Whenever Bill Clinton gets on a plane to meet a woman, he’s usually up to no good.

—former DOJ lawyer J. Christian Adams

The woman Bill Clinton met on a plane parked on the tarmac at Sky Harbor International Airport in Phoenix was Attorney General Loretta Lynch.

Ms. Lynch is the person who will have the final say if the FBI, which is investigating Hillary Clinton's email use, asks the Department of Justice to convene a grand jury to weigh evidence against Mrs. Clinton.

Of all the tarmacs in all the world, their jets just happened to be on the same one at the same time.

Ms. Lynch said that the tarmac summit was an unplanned social event at which she and the former president talked about golf and grandchildren and not about his wife's home-brew server, which we now know was chock full of classified information. Adams comments:

However, the attorney general normally doesn’t meet with family members of a target in an active FBI criminal investigation.

Hillary is just that — a target in an FBI criminal investigation.

But you’d never know that listening to Attorney General Lynch. She borrowed the narrative of the Hillary campaign when she described the FBI criminal investigation as a “security inquiry.”

Downplaying the FBI criminal investigation is a deliberate communications strategy of the Clinton campaign. It’s a very bad sign that the person who must approve any grand jury referral has adopted Hillary’s dishonest language.

Many won’t believe Lynch and Clinton only discussed grandkids and golf in her cozy jet. But I do.

That’s all they needed to discuss for Bill to interfere with a criminal prosecution. Sophisticated insiders don’t need to use clumsy and explicit language. Merely having the tarmac summit interferes with the investigation, even if golf and grandkids were the only topics discussed.

The tarmac summit sent a signal. It is a signal to all of the hardworking FBI agents who have the goods on Hillary.

The attorney general has made it clear what team she is on. The attorney general isn’t on the side of justice. She’s on the Democratic Party team.

This is the unspoken message from Lynch to all of the FBI agents on the case and to all the front-line lawyers at the Justice Department:

When you send your recommendation to refer Hillary’s case to the grand jury, you had better realize your burden to convince me I should sign off on a grand jury request is higher than you thought. These are my friends.

Adams compares the tarmac summit to former attorney general Eric Holder's giving an interview and speech saying that voter ID laws are discriminatory when South Carolina's Voter ID were under review at DOJ. South Carolina was forced by subsequent DOJ actions to spend millions defending its Voter ID law.

The FBI investigation of Mrs. Clinton's email puts into conflict two values:

This saga involves two American values which perhaps are irreconcilable in this mess. Criminal proceedings should not alter election outcomes. The Justice Department has long had such a policy, where proceedings are delayed until after an election — that’s so America doesn’t come to resemble a third world nation that criminalizes politics.

At the same time, the American ideal says nobody is above the law — even Hillary.

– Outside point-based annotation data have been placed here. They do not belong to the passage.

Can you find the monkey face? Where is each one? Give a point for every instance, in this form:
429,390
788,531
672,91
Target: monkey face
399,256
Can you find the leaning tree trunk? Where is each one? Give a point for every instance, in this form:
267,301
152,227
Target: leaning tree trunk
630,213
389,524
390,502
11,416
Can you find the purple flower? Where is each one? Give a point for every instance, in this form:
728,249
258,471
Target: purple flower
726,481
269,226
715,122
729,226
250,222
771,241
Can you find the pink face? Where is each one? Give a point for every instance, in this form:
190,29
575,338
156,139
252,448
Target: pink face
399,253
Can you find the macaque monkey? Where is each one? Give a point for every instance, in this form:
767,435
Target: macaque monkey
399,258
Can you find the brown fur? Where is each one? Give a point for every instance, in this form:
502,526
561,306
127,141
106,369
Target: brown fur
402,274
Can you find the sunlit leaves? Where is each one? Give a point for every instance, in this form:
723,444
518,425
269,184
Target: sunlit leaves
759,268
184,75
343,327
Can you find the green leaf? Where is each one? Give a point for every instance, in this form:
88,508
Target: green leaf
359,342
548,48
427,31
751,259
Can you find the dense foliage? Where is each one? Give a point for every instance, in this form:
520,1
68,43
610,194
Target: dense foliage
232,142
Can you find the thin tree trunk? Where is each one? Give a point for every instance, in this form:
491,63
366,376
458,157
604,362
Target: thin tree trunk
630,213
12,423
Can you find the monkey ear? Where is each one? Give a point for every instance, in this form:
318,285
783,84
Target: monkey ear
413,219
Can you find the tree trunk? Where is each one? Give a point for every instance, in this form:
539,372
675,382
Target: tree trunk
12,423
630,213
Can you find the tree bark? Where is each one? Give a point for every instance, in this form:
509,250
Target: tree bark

The meeting should never have taken place, as Ken Sukhia, a former U.S. Attorney for the Northern District of Florida, who is now a Republican candidate for Congress, maintains:

Even in cases that aren’t publicly known, a lawyer or prosecutor would know that “having an unscheduled, impromptu meeting like that raises a question of was there impropriety…and particularly given the high profile of the Clintons and the very heightened attention that is being given to this issue of the emails,” Mr. Sukhia said.

But that's the Clintons and, if Mrs. Clinton wins the presidency, get used to it (again).